Tara HD
- Country: Malaysia
- Broadcast area: Malaysia Brunei
- Headquarters: Kuala Lumpur, Malaysia

Programming
- Languages: Hindi English
- Picture format: 1080i HDTV

Ownership
- Owner: Astro Malaysia Holdings Sdn. Bhd.

History
- Launched: 19 October 2016
- Replaced: Zee Variasi
- Closed: 1 October 2019

= Tara HD =

Malaysian Hindi-language television channel

Tara HD was a Malaysian Hindi-language pay-television channel, owned by satellite provider Astro.
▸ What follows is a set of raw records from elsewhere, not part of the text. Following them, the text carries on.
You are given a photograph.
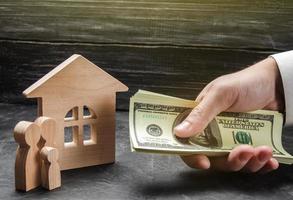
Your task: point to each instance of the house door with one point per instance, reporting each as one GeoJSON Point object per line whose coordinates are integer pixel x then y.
{"type": "Point", "coordinates": [80, 124]}
{"type": "Point", "coordinates": [80, 138]}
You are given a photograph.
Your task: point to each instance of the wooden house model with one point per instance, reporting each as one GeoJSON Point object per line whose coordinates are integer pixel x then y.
{"type": "Point", "coordinates": [81, 97]}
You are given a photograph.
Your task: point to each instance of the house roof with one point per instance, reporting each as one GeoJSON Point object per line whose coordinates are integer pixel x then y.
{"type": "Point", "coordinates": [75, 73]}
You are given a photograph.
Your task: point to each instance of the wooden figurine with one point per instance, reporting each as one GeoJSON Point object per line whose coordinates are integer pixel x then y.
{"type": "Point", "coordinates": [50, 170]}
{"type": "Point", "coordinates": [27, 165]}
{"type": "Point", "coordinates": [81, 97]}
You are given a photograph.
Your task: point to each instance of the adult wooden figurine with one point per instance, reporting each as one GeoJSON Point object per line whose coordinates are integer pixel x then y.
{"type": "Point", "coordinates": [27, 163]}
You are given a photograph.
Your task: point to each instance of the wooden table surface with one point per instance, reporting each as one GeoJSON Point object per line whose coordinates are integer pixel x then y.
{"type": "Point", "coordinates": [140, 176]}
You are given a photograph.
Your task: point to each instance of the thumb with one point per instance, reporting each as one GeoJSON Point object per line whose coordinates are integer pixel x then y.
{"type": "Point", "coordinates": [211, 105]}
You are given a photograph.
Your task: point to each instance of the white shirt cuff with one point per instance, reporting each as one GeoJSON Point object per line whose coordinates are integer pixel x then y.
{"type": "Point", "coordinates": [285, 64]}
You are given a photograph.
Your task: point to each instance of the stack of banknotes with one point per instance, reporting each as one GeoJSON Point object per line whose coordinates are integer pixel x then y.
{"type": "Point", "coordinates": [153, 116]}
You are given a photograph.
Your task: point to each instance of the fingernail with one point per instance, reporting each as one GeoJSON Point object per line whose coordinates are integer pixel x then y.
{"type": "Point", "coordinates": [263, 157]}
{"type": "Point", "coordinates": [244, 157]}
{"type": "Point", "coordinates": [183, 126]}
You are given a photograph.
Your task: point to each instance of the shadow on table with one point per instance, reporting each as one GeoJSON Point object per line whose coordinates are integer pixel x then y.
{"type": "Point", "coordinates": [195, 182]}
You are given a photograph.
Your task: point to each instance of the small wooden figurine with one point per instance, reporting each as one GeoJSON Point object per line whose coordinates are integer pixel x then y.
{"type": "Point", "coordinates": [27, 165]}
{"type": "Point", "coordinates": [81, 97]}
{"type": "Point", "coordinates": [78, 99]}
{"type": "Point", "coordinates": [50, 170]}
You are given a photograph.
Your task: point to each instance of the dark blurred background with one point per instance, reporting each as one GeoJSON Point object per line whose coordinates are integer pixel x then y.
{"type": "Point", "coordinates": [170, 46]}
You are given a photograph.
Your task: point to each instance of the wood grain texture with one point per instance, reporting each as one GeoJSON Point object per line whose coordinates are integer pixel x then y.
{"type": "Point", "coordinates": [71, 86]}
{"type": "Point", "coordinates": [235, 24]}
{"type": "Point", "coordinates": [50, 169]}
{"type": "Point", "coordinates": [168, 46]}
{"type": "Point", "coordinates": [174, 71]}
{"type": "Point", "coordinates": [27, 162]}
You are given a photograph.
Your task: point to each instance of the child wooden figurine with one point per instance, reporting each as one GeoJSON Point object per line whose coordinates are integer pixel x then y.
{"type": "Point", "coordinates": [50, 170]}
{"type": "Point", "coordinates": [27, 165]}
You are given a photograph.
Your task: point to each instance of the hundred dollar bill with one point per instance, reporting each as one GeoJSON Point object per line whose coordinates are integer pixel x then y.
{"type": "Point", "coordinates": [152, 118]}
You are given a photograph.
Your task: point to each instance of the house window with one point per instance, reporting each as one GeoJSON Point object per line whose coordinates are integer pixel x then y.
{"type": "Point", "coordinates": [80, 126]}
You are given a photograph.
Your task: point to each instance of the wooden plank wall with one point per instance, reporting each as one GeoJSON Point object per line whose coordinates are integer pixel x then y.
{"type": "Point", "coordinates": [171, 46]}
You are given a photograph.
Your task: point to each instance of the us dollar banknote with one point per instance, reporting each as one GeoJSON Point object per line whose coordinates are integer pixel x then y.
{"type": "Point", "coordinates": [153, 116]}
It offered Bollywood movies and Indian-made programming, including television productions from Colors TV, StarPlus, Life OK, Sony Entertainment Television, Colors Infinity, Star World, FYI TV18, Zoom, NDTV Good Times, Food Food TV, Big Magic, MTV India, Living Foodz and Zee TV.

Viewers were able to watch a variety of shows with English and Tamil subtitles.
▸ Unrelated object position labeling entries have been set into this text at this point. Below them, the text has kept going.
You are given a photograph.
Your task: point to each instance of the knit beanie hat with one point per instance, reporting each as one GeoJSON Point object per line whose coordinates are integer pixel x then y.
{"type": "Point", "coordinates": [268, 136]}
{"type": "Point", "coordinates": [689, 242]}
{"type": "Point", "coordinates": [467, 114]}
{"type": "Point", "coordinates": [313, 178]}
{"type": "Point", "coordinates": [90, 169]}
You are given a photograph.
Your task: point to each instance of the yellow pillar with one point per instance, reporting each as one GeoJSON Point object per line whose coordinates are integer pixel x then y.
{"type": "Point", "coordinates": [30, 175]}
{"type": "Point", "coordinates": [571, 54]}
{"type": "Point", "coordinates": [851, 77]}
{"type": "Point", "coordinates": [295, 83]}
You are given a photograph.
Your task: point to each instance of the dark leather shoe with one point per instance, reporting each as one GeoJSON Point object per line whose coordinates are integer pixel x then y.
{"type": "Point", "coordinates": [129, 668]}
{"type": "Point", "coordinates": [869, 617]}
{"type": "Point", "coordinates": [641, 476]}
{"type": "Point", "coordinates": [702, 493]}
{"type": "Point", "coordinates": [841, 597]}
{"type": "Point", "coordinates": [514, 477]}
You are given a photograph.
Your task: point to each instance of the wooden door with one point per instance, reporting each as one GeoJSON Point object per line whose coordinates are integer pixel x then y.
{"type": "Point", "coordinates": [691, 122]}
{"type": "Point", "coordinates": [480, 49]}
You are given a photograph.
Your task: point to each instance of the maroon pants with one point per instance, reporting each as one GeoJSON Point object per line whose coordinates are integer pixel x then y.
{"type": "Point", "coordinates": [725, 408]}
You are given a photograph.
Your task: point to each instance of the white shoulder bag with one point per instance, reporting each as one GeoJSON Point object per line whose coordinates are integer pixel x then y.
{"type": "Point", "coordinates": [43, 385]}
The channel was launched on 19 October 2016, replacing Zee Variasi, and broadcast movies and programs with optional Malay and English subtitles. The channel ended its broadcast on 1 October 2019 and was replaced by Colors HD on the same channel number.
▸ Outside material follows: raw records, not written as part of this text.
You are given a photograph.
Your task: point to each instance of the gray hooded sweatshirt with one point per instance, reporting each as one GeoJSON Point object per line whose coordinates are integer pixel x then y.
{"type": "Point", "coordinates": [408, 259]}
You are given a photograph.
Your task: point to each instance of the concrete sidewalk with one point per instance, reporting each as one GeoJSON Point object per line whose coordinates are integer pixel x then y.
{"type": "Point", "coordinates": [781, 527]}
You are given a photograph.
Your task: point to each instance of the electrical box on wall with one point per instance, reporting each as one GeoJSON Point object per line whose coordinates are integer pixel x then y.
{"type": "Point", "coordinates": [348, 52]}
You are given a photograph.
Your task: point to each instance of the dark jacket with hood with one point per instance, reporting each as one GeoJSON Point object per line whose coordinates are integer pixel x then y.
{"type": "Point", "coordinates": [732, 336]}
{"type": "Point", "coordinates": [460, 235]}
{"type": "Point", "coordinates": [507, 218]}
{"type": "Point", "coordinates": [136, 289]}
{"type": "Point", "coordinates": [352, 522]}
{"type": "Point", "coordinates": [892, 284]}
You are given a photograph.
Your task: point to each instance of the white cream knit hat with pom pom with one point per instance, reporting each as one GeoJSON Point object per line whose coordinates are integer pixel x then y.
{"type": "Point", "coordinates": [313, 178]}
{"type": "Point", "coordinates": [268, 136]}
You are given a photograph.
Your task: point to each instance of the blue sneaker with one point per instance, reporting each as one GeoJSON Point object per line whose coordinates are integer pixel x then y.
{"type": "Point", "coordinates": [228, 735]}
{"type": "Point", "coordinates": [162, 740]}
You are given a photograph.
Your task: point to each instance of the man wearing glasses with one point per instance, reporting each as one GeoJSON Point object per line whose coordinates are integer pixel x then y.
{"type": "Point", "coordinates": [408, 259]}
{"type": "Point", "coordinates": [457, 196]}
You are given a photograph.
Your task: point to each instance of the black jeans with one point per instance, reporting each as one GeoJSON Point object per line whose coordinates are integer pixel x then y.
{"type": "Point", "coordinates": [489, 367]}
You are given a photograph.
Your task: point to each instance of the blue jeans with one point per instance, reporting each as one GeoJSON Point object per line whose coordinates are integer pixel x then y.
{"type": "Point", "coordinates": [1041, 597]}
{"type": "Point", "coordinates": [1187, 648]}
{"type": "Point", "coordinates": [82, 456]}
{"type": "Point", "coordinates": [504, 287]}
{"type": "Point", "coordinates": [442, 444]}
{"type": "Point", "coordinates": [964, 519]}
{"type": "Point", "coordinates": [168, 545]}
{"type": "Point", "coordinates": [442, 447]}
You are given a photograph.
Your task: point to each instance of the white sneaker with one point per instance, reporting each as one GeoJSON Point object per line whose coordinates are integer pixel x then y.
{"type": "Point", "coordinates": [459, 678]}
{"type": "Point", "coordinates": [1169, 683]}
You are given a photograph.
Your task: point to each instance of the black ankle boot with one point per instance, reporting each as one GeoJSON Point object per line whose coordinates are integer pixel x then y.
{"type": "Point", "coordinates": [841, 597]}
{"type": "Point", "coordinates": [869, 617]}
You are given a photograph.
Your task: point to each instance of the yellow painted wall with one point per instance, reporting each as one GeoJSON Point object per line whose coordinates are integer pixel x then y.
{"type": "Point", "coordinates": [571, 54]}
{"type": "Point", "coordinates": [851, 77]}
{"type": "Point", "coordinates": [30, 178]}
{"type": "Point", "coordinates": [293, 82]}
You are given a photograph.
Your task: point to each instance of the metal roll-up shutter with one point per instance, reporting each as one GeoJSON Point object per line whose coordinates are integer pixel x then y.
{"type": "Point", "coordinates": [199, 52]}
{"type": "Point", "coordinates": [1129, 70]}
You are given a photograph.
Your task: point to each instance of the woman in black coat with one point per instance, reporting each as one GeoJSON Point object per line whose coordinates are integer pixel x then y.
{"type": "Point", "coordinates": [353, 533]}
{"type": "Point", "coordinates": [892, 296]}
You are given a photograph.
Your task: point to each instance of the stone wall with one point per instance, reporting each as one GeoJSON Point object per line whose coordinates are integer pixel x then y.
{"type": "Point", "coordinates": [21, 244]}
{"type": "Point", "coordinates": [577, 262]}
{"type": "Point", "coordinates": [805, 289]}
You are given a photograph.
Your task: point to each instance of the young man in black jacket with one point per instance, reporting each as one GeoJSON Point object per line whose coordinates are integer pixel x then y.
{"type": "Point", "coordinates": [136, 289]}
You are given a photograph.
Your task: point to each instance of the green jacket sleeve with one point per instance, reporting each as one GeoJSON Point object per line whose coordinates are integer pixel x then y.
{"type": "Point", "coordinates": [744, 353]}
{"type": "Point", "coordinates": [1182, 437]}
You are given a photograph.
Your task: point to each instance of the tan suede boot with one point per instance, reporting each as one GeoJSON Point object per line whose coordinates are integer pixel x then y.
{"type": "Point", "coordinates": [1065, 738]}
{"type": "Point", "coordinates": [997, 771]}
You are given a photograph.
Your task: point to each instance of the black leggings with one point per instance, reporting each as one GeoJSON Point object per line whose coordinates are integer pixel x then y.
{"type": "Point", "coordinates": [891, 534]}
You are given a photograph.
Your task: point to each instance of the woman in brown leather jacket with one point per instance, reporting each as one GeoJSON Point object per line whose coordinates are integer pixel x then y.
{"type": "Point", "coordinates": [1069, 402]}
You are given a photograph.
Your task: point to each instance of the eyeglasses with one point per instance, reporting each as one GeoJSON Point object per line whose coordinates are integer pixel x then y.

After Tara HD's closure, selected serials such as Shakti and discontinued shows (such as Court Room - Sachchai Hazir Ho and Madhubala - Ek Ishq Ek Junoon) from Colors Hindi continued on new channel Colors HD. Tujhse Hai Raabta, Ye Hai Mohabbatein, Kasautii Zindagii Kay, Crime Patrol Dial 100, Nazar, Qayamat Ki Raat and pre-Tara HD original shows moved to a sister channel, Astro Bollyone HD.